The complaint filed in Fulton County contends: "Someone deceased for 10 years should not have received three absentee ballots. Someone deceased for 10 years should not have received any absentee ballot. Someone deceased for 10 years should not have had any absentee ballot counted."
"Another Affiant, Sandy Rumph, has stated that her father-in-law, who died on September 9, 2019, had his voter registration change from 'deceased' to 'active' 8 days after he passed away," the complaint says.
The Trump campaign's litigation in Nevada lists eyewitness accounts of what the campaign says are irregularities, including an incident in which a resident "received a ballot at her home addressed to her deceased mother."
The complaint alleges that 1,506 votes were cast in the name of dead Nevada residents.
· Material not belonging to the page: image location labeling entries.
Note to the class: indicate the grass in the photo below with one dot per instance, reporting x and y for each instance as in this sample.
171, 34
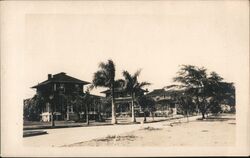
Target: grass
151, 128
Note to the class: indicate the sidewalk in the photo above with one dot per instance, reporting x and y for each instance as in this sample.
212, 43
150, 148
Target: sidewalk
65, 124
64, 136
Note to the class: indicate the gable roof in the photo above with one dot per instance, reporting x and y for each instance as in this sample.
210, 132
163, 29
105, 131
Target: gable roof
61, 78
157, 92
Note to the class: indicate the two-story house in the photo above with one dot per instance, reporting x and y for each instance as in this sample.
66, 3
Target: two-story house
55, 92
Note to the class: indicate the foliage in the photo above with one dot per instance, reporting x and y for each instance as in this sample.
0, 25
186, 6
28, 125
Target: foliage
105, 77
133, 87
206, 91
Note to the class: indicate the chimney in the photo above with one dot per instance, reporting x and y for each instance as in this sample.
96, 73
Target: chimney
49, 76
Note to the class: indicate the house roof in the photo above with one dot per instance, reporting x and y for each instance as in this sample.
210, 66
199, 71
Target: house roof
158, 92
119, 90
61, 78
115, 90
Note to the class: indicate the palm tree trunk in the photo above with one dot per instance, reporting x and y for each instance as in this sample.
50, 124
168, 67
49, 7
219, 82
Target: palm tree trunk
145, 118
113, 121
87, 115
52, 115
133, 109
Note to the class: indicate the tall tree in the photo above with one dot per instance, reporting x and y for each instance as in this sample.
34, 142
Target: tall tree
105, 77
207, 91
133, 87
194, 79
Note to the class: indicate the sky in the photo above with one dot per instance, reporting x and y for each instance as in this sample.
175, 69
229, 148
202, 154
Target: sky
157, 40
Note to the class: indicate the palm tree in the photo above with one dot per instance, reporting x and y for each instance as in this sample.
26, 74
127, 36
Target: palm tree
105, 77
133, 87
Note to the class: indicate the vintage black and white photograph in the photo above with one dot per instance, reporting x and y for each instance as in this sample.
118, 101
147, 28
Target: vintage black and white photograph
125, 75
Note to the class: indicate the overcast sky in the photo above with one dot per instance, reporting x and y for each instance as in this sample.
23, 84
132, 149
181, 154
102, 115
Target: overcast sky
157, 40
However, state Judge Todd Russell wrote that the plaintiff didn't provide proof that any fraud would overcome Biden's margin of victory in the state.
State courts in Michigan also rejected the Trump team's arguments.
In Pennsylvania, state Judge Renee Cohn Jubelirer's opinion dismissing the Trump team's claims reads: "Appellant does not allege, and there is no evidence, that the [voters]who cast these votes were ineligible to vote, that votes were cast by or on the behalf of a deceased [voter], or that votes were cast by someone other than the [voter]."